How to configure a Filebeat file output

Writing Filebeat events to local disk is useful when checking harvested log data before it reaches Elasticsearch, Logstash, or another remote destination. A local dump makes it easier to inspect the exact event payload, keep a short sample for offline troubleshooting, and compare processor changes without involving the rest of the shipping pipeline.

The output.file backend writes each published event as newline-delimited JSON inside a chosen directory. It uses the configured filename as the base name, appends a date-based suffix with the .ndjson extension, and rotates files automatically according to rotate_every_kb and number_of_files.

Only one output.* block can be active at a time, so enabling output.file requires disabling the current destination first. On DEB and RPM installs, the main config file is usually /etc/filebeat/filebeat.yml/ and the packaged systemd unit applies UMask=0027, which ignores file permissions more permissive than 0640. Output files appear only after an enabled input publishes events, so an idle input or a tiny test file on a filestream input can leave the directory empty at first.

1. Open the Filebeat configuration file.

   $ sudo nano /etc/filebeat/filebeat.yml

   Use the packaged Linux path shown here unless the deployment uses an archive or container layout with a different config location.

2. Create a directory for the output files.

   $ sudo install -d -o root -g root -m 0750 /var/lib/filebeat/file-output

   The directory must be writable by the account running Filebeat. Keeping it separate from /var/log/filebeat/ avoids mixing captured events with Filebeat's own logs.

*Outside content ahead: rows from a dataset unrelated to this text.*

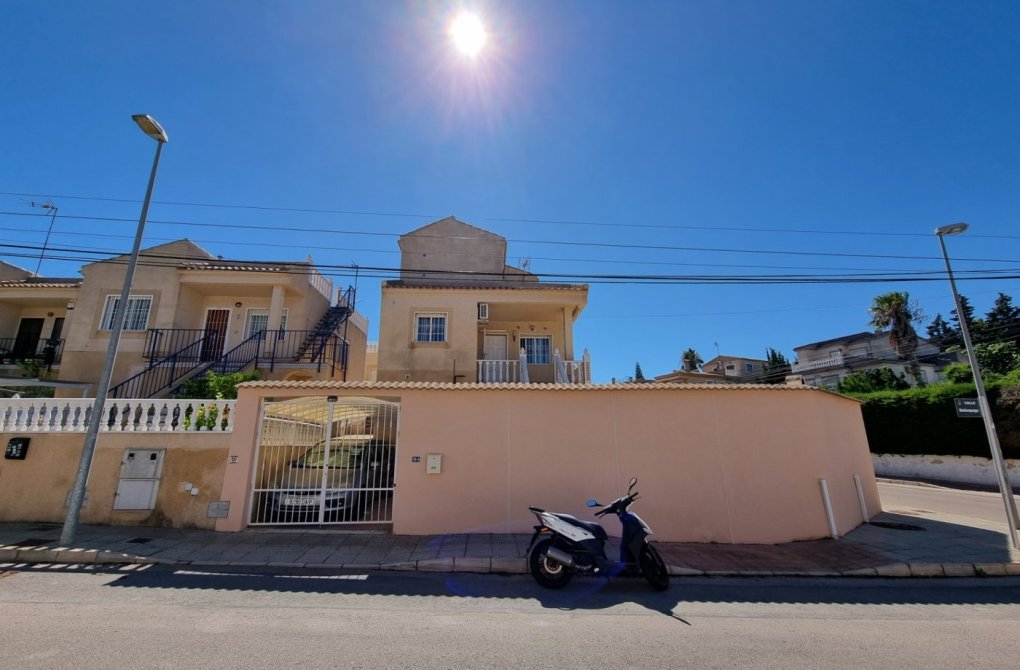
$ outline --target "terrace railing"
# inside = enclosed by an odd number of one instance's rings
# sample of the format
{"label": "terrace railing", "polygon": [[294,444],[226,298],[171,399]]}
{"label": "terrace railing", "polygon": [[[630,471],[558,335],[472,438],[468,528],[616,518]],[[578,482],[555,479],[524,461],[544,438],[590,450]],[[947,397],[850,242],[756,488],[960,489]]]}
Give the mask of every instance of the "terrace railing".
{"label": "terrace railing", "polygon": [[[0,433],[84,433],[92,420],[90,398],[0,399]],[[236,400],[108,400],[100,432],[194,433],[234,429]]]}

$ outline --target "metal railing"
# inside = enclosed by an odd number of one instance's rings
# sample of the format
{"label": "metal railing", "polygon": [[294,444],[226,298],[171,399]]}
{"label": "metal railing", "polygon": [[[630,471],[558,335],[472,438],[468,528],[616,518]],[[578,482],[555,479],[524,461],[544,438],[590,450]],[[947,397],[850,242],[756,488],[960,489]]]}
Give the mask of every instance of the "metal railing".
{"label": "metal railing", "polygon": [[[0,399],[0,433],[84,433],[91,398]],[[108,400],[101,432],[193,433],[234,429],[236,400]]]}
{"label": "metal railing", "polygon": [[20,344],[16,337],[0,337],[0,365],[10,365],[17,361],[39,361],[44,365],[60,362],[64,353],[64,340],[59,338],[41,338],[35,344]]}
{"label": "metal railing", "polygon": [[[150,328],[145,333],[145,348],[142,356],[152,359],[166,358],[195,342],[204,341],[204,328]],[[201,351],[196,352],[200,355]]]}
{"label": "metal railing", "polygon": [[316,330],[278,330],[266,333],[259,354],[259,367],[275,370],[283,365],[315,365],[317,371],[330,366],[331,372],[347,367],[348,344],[336,333]]}
{"label": "metal railing", "polygon": [[172,387],[192,372],[209,363],[201,360],[202,340],[192,342],[161,358],[133,377],[110,388],[111,398],[151,398]]}

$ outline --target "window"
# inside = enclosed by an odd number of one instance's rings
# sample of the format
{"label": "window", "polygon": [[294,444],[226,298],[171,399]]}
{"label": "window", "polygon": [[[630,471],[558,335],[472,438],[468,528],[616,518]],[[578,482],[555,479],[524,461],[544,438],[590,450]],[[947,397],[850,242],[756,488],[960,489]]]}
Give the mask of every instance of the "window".
{"label": "window", "polygon": [[446,342],[445,314],[415,314],[415,342]]}
{"label": "window", "polygon": [[549,350],[552,348],[552,338],[548,335],[521,335],[521,347],[527,352],[528,365],[542,365],[552,362],[552,358],[549,355]]}
{"label": "window", "polygon": [[[113,320],[117,315],[119,295],[106,296],[103,307],[103,318],[99,321],[99,330],[112,330]],[[133,295],[128,298],[127,313],[124,315],[124,330],[145,330],[149,324],[149,310],[152,308],[151,295]]]}
{"label": "window", "polygon": [[744,372],[754,372],[754,363],[744,363]]}
{"label": "window", "polygon": [[[249,309],[244,324],[244,337],[248,339],[260,330],[269,326],[269,310],[267,308]],[[280,330],[287,330],[287,310],[280,316]]]}

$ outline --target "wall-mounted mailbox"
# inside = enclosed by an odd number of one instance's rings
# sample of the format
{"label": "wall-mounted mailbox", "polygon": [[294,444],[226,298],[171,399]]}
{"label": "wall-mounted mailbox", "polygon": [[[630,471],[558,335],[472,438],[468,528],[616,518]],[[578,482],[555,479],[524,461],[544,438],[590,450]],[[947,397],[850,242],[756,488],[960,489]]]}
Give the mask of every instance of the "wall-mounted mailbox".
{"label": "wall-mounted mailbox", "polygon": [[425,474],[438,475],[443,471],[443,455],[429,454],[425,457]]}
{"label": "wall-mounted mailbox", "polygon": [[28,443],[31,438],[12,437],[7,442],[7,449],[4,450],[4,458],[14,461],[23,461],[28,455]]}

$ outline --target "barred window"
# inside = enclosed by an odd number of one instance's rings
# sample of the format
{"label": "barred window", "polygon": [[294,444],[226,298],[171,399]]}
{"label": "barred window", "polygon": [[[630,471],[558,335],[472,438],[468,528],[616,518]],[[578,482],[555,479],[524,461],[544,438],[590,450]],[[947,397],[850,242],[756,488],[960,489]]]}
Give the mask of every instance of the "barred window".
{"label": "barred window", "polygon": [[[112,330],[113,321],[120,305],[119,295],[106,296],[103,318],[99,330]],[[133,295],[128,298],[127,313],[124,315],[124,330],[145,330],[149,324],[149,310],[152,309],[151,295]]]}
{"label": "barred window", "polygon": [[415,342],[446,342],[445,314],[415,314]]}
{"label": "barred window", "polygon": [[548,335],[521,335],[521,346],[528,356],[528,365],[544,365],[552,363],[549,354],[552,349],[552,338]]}

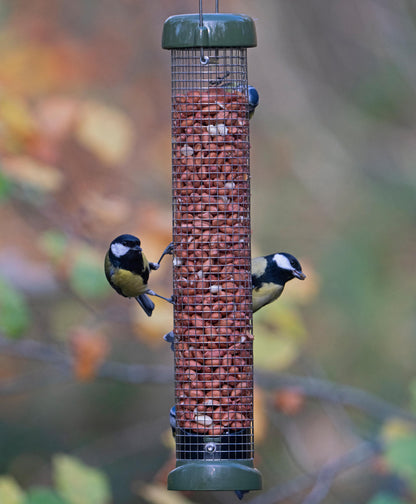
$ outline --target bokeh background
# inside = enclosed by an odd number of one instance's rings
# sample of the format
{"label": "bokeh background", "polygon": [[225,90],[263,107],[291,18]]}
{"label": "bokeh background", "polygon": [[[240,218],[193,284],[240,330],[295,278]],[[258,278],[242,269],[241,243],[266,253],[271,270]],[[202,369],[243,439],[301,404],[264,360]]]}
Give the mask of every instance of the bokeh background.
{"label": "bokeh background", "polygon": [[[150,260],[170,241],[161,33],[168,16],[197,8],[0,4],[2,503],[237,501],[165,491],[171,307],[157,302],[147,319],[102,272],[118,234],[139,235]],[[257,28],[253,251],[290,251],[308,276],[254,318],[265,490],[245,500],[302,502],[329,464],[331,490],[304,502],[415,502],[416,6],[221,0],[220,10]],[[168,261],[154,278],[169,295]]]}

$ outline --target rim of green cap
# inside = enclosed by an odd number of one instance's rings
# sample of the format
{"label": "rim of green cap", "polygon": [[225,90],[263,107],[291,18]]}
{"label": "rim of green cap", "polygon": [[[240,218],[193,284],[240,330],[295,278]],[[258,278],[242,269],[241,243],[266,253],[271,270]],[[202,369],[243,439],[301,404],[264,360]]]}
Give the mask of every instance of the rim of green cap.
{"label": "rim of green cap", "polygon": [[204,13],[169,17],[163,25],[163,49],[190,47],[255,47],[256,26],[243,14]]}

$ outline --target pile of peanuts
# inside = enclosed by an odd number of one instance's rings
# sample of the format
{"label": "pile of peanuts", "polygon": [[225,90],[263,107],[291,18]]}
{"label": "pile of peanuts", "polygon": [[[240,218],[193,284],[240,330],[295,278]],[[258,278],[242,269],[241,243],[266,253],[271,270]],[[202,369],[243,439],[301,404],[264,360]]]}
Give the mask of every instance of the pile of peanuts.
{"label": "pile of peanuts", "polygon": [[198,434],[252,426],[248,128],[237,90],[173,97],[176,415]]}

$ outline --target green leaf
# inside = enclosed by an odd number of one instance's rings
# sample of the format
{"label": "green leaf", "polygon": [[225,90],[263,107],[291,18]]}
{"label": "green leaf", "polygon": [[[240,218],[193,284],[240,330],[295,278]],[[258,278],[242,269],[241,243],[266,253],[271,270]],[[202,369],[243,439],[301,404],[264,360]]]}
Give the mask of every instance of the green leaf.
{"label": "green leaf", "polygon": [[394,495],[380,492],[375,495],[368,504],[405,504],[405,502],[397,497],[394,497]]}
{"label": "green leaf", "polygon": [[416,436],[405,435],[389,441],[385,458],[390,469],[416,490]]}
{"label": "green leaf", "polygon": [[357,105],[370,117],[394,121],[406,117],[406,103],[413,99],[414,92],[406,77],[394,64],[385,64],[360,79],[355,90]]}
{"label": "green leaf", "polygon": [[254,334],[254,362],[262,370],[286,369],[299,355],[298,343],[287,334],[272,332],[263,326],[256,327]]}
{"label": "green leaf", "polygon": [[0,171],[0,202],[7,199],[11,193],[12,187],[13,184],[6,175]]}
{"label": "green leaf", "polygon": [[75,256],[69,281],[72,288],[85,297],[101,297],[108,290],[103,260],[89,249],[81,249]]}
{"label": "green leaf", "polygon": [[1,504],[23,504],[24,493],[10,476],[0,477]]}
{"label": "green leaf", "polygon": [[45,231],[39,238],[40,246],[53,260],[59,260],[68,246],[67,237],[55,230]]}
{"label": "green leaf", "polygon": [[68,501],[48,488],[34,488],[22,504],[68,504]]}
{"label": "green leaf", "polygon": [[410,407],[413,413],[416,414],[416,378],[414,378],[409,385],[410,390]]}
{"label": "green leaf", "polygon": [[[10,338],[22,335],[30,321],[25,298],[0,278],[0,331]],[[1,502],[1,501],[0,501]]]}
{"label": "green leaf", "polygon": [[67,455],[56,455],[53,468],[56,488],[69,504],[108,504],[111,501],[108,479],[98,469]]}
{"label": "green leaf", "polygon": [[259,310],[254,318],[254,359],[269,371],[289,367],[299,356],[306,329],[295,307],[282,301]]}

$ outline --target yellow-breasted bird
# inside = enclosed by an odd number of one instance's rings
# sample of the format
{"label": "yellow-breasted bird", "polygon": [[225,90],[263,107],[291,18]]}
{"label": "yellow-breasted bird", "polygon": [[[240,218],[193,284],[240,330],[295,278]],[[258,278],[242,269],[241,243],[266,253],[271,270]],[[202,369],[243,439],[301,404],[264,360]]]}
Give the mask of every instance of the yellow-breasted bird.
{"label": "yellow-breasted bird", "polygon": [[275,301],[292,278],[306,278],[296,257],[286,252],[256,257],[251,262],[251,275],[253,313]]}
{"label": "yellow-breasted bird", "polygon": [[[267,256],[256,257],[251,261],[251,280],[253,313],[263,306],[275,301],[283,292],[286,282],[298,278],[305,280],[302,266],[292,254],[278,252]],[[173,331],[163,336],[174,350]]]}
{"label": "yellow-breasted bird", "polygon": [[154,310],[154,303],[148,297],[157,296],[169,303],[167,299],[149,289],[150,270],[157,270],[160,261],[166,254],[172,254],[173,244],[170,243],[163,251],[157,263],[149,262],[143,254],[140,240],[133,235],[117,236],[111,243],[104,261],[104,271],[111,287],[124,297],[134,297],[149,317]]}

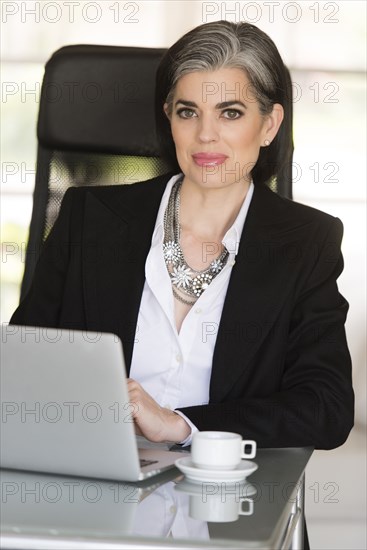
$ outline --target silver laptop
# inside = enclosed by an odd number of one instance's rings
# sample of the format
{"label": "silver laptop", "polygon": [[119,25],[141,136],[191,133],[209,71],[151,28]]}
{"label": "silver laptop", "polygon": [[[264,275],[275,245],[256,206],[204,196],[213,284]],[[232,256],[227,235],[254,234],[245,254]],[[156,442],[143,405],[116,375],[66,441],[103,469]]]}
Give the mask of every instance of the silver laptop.
{"label": "silver laptop", "polygon": [[138,449],[114,334],[5,325],[0,369],[2,468],[139,481],[182,457]]}

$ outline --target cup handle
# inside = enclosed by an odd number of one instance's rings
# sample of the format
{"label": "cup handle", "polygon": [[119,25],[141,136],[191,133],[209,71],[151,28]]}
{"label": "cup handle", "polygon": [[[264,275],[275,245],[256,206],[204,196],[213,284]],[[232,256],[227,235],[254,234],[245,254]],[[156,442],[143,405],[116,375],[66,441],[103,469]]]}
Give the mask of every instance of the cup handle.
{"label": "cup handle", "polygon": [[[244,502],[248,503],[247,510],[244,510],[242,507]],[[252,514],[254,513],[254,501],[252,500],[252,498],[247,497],[240,500],[238,513],[240,516],[252,516]]]}
{"label": "cup handle", "polygon": [[[249,445],[251,447],[251,450],[249,453],[246,453],[245,448]],[[242,454],[241,458],[255,458],[256,456],[256,441],[253,441],[252,439],[244,439],[242,441]]]}

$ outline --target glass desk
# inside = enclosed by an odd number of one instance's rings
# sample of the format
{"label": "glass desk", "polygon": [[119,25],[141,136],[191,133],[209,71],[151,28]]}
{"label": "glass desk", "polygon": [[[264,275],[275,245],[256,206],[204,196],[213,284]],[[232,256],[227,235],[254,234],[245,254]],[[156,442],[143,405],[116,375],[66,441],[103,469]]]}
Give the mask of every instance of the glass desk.
{"label": "glass desk", "polygon": [[259,449],[245,483],[150,481],[1,471],[1,548],[57,550],[303,548],[311,448]]}

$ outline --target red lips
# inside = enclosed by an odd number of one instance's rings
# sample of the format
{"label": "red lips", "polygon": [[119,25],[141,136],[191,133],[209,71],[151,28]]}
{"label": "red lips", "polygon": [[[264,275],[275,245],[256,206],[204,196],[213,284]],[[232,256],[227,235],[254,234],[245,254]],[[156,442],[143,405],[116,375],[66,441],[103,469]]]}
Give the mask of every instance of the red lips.
{"label": "red lips", "polygon": [[219,164],[223,164],[228,157],[221,153],[195,153],[192,155],[192,158],[198,166],[219,166]]}

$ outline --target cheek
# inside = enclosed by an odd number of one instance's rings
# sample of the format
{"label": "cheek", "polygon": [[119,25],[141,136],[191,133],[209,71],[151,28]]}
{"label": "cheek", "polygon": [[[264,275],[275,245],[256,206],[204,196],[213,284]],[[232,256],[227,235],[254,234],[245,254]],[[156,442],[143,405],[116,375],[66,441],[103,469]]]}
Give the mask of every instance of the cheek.
{"label": "cheek", "polygon": [[249,129],[237,136],[235,148],[240,155],[246,155],[246,152],[257,151],[260,141],[259,133]]}
{"label": "cheek", "polygon": [[177,129],[176,124],[171,124],[171,134],[175,145],[177,145],[180,141],[180,132]]}
{"label": "cheek", "polygon": [[188,135],[188,132],[183,128],[178,128],[177,126],[171,127],[172,138],[176,146],[176,150],[181,154],[185,153],[185,150],[188,149],[191,139]]}

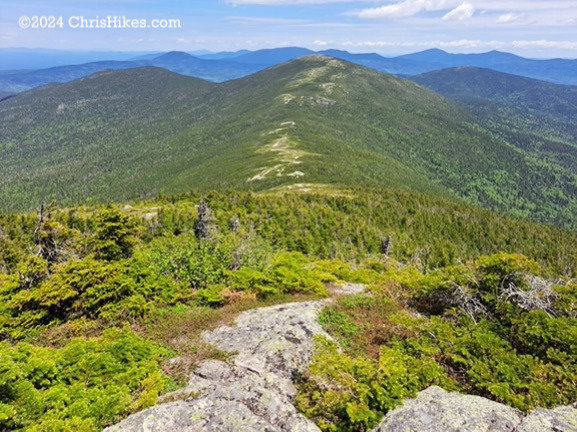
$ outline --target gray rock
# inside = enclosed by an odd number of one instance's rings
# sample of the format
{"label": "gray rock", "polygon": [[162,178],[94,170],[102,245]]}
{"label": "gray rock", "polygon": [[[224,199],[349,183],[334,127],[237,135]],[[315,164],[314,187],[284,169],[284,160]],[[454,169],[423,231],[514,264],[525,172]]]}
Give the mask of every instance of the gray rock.
{"label": "gray rock", "polygon": [[355,295],[361,294],[365,290],[366,286],[364,284],[345,282],[342,285],[337,285],[332,292],[339,295]]}
{"label": "gray rock", "polygon": [[571,406],[535,410],[515,432],[577,432],[577,409]]}
{"label": "gray rock", "polygon": [[513,408],[433,386],[389,412],[374,432],[513,432],[521,419]]}
{"label": "gray rock", "polygon": [[577,432],[577,410],[522,412],[479,396],[429,387],[389,412],[373,432]]}
{"label": "gray rock", "polygon": [[184,401],[157,405],[153,408],[133,414],[109,431],[143,432],[184,432],[194,430],[194,420],[189,416],[188,404]]}
{"label": "gray rock", "polygon": [[[362,286],[347,286],[353,293]],[[107,432],[319,432],[293,405],[294,379],[304,372],[326,302],[291,303],[244,312],[234,326],[205,333],[234,353],[230,363],[203,362],[186,388]],[[186,335],[183,335],[186,337]],[[488,399],[430,387],[389,412],[374,432],[577,432],[577,410],[560,407],[527,416]]]}
{"label": "gray rock", "polygon": [[318,432],[292,400],[293,380],[310,362],[313,337],[328,337],[317,323],[324,305],[255,309],[242,313],[234,326],[203,334],[206,342],[236,354],[232,364],[203,362],[185,389],[168,395],[185,400],[133,414],[105,431]]}

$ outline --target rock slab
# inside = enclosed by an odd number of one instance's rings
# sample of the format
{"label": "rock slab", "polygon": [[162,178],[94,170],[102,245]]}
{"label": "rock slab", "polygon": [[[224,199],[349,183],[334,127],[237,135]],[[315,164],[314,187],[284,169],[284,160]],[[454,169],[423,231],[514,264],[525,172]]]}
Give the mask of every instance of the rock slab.
{"label": "rock slab", "polygon": [[373,432],[577,432],[577,409],[528,415],[479,396],[429,387],[390,411]]}
{"label": "rock slab", "polygon": [[133,414],[105,431],[319,432],[292,400],[293,382],[310,362],[313,337],[328,337],[317,323],[324,304],[255,309],[242,313],[234,326],[203,334],[206,342],[236,356],[203,362],[175,394],[184,400]]}

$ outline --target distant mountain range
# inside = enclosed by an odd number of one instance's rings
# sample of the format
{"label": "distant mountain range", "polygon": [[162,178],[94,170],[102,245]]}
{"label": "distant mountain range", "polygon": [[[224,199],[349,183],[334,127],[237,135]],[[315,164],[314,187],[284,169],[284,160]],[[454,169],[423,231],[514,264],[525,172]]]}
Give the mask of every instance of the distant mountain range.
{"label": "distant mountain range", "polygon": [[2,99],[9,98],[10,96],[13,96],[13,95],[14,95],[14,93],[0,91],[0,101]]}
{"label": "distant mountain range", "polygon": [[104,70],[125,70],[146,66],[157,66],[181,75],[220,82],[250,75],[263,69],[262,66],[232,63],[227,60],[204,60],[184,52],[169,52],[140,56],[129,61],[98,61],[80,65],[56,66],[35,71],[0,74],[0,91],[21,92],[52,83],[66,83]]}
{"label": "distant mountain range", "polygon": [[[0,56],[4,55],[3,51],[0,50]],[[14,56],[13,52],[8,54]],[[110,59],[103,61],[83,62],[47,69],[0,71],[0,91],[20,92],[49,83],[69,82],[101,70],[122,70],[145,66],[158,66],[183,75],[223,82],[311,54],[315,52],[298,47],[197,55],[184,52],[151,53],[137,56],[126,55],[125,59],[119,59],[119,53],[112,53]],[[475,66],[558,84],[577,85],[577,60],[530,60],[497,51],[484,54],[449,54],[437,49],[393,58],[382,57],[378,54],[352,54],[339,50],[324,50],[316,54],[331,56],[379,72],[400,76],[418,75],[456,66]],[[63,59],[81,59],[86,56],[82,57],[77,53],[75,56],[65,56]],[[96,54],[92,54],[92,57],[94,56]],[[23,64],[16,60],[11,63],[10,58],[8,56],[4,59],[1,65],[4,69],[16,69],[15,66]]]}
{"label": "distant mountain range", "polygon": [[0,209],[191,188],[394,187],[577,226],[576,171],[559,162],[575,142],[542,158],[516,132],[533,117],[515,113],[514,125],[489,124],[421,85],[320,55],[220,84],[103,71],[0,102]]}

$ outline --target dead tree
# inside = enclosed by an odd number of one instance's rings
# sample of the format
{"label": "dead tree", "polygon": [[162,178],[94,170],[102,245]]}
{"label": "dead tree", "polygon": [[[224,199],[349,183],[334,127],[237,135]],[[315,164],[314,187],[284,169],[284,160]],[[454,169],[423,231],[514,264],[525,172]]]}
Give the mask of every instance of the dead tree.
{"label": "dead tree", "polygon": [[533,275],[518,276],[525,284],[510,282],[502,287],[500,298],[525,311],[542,310],[549,316],[557,316],[555,302],[559,296],[553,289],[553,284]]}
{"label": "dead tree", "polygon": [[390,235],[381,239],[381,254],[383,257],[388,258],[391,252],[392,238]]}
{"label": "dead tree", "polygon": [[194,224],[194,235],[199,240],[208,240],[212,235],[212,231],[216,229],[213,222],[216,220],[212,214],[212,210],[206,203],[201,201],[198,205],[198,219]]}
{"label": "dead tree", "polygon": [[58,244],[54,224],[50,221],[50,211],[53,203],[45,206],[40,204],[38,208],[38,222],[34,229],[34,245],[36,256],[53,263],[58,261]]}

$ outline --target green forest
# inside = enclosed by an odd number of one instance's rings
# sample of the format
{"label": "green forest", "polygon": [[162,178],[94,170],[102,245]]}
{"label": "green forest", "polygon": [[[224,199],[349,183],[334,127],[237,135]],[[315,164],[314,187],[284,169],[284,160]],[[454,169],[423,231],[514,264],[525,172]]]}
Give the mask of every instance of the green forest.
{"label": "green forest", "polygon": [[576,245],[571,231],[386,188],[4,213],[0,430],[101,430],[226,358],[201,331],[343,281],[368,287],[321,315],[343,350],[317,340],[299,382],[321,429],[366,431],[431,384],[521,410],[566,404]]}
{"label": "green forest", "polygon": [[[500,82],[477,74],[462,81]],[[577,93],[509,76],[489,103],[484,84],[443,76],[429,85],[454,81],[473,103],[325,56],[220,84],[138,68],[37,88],[0,102],[0,211],[388,187],[575,228]]]}

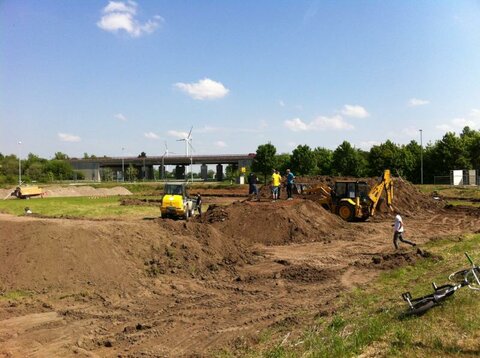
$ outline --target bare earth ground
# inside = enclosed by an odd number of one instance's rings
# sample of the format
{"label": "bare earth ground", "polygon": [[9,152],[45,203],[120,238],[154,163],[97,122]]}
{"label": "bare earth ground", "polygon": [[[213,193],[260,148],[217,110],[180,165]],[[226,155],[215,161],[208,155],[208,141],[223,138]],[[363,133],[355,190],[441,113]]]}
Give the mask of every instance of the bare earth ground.
{"label": "bare earth ground", "polygon": [[[480,228],[479,209],[396,189],[420,246]],[[0,299],[0,357],[210,356],[268,327],[301,332],[342,291],[422,259],[394,252],[385,208],[346,223],[302,197],[233,200],[188,223],[0,214],[0,292],[27,294]]]}

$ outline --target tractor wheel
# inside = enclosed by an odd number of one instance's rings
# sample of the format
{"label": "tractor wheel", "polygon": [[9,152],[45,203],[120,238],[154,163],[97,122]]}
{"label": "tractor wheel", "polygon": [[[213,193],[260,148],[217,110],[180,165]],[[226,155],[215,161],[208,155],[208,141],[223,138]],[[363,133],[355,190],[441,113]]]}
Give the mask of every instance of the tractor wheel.
{"label": "tractor wheel", "polygon": [[188,209],[185,210],[184,218],[185,218],[185,221],[188,221],[188,219],[190,219],[190,210]]}
{"label": "tractor wheel", "polygon": [[349,203],[341,203],[338,207],[338,215],[345,221],[352,221],[355,217],[355,208]]}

3. Disable other outputs and enable the file output.

   #output.elasticsearch:
   #  hosts: ["https://es.example.net:9200"]
   
   output.file:
     path: "/var/lib/filebeat/file-output"
     filename: "filebeat-events"
     rotate_every_kb: 10240
     number_of_files: 7
     permissions: 0600
     rotate_on_startup: true

   Filebeat supports only one enabled output.* block, so comment out any existing output.elasticsearch, output.logstash, output.kafka, output.redis, or output.console section before enabling output.file.

   rotate_every_kb defaults to 10240, number_of_files defaults to 7, permissions defaults to 0600, and rotate_on_startup defaults to true, so the explicit values above mainly document the intended rotation behavior.

   On packaged Linux services, the shipped systemd unit uses UMask=0027, so configured file permissions more permissive than 0640 are ignored.

4. Test the configuration for errors.

   $ sudo filebeat test config -c /etc/filebeat/filebeat.yml
   Config OK

   Current 9.x builds can print JSON log lines before the final Config OK line. Related: How to test a Filebeat configuration

5. Restart the Filebeat service.

   $ sudo systemctl restart filebeat

   Related: How to manage the Filebeat service with systemctl in Linux

6. Verify that Filebeat starts creating output files.

   $ sudo ls -l /var/lib/filebeat/file-output
   total 24
   -rw------- 1 root root 23970 Apr  2 11:26 filebeat-events-20260402.ndjson

   The generated file name uses the configured filename plus a date-based suffix and the .ndjson extension. No file appears until an enabled input actually publishes events.

7. View a sample event from the output file.

   $ sudo head -n 1 /var/lib/filebeat/file-output/filebeat-events-*.ndjson
   {"@timestamp":"2026-04-02T11:26:48.968Z","@metadata":{"beat":"filebeat","type":"_doc","version":"9.3.2"},"log":{"offset":0,"file":{"fingerprint":"b8fbeeed0c56dc90683af6ca60f513172004c6a8c446f1e227c6540e6edf7334","path":"/var/log/app.log"}},"message":"example log line","input":{"type":"filestream"},"ecs":{"version":"8.0.0"},"host":{"name":"loghost01"},"agent":{"type":"filebeat","version":"9.3.2","id":"61567892-4f52-4e27-9674-9cacf133075f","name":"loghost01"}}

   Each line in the output file is one JSON event. Exact fields vary by input, processors, and the source data being harvested.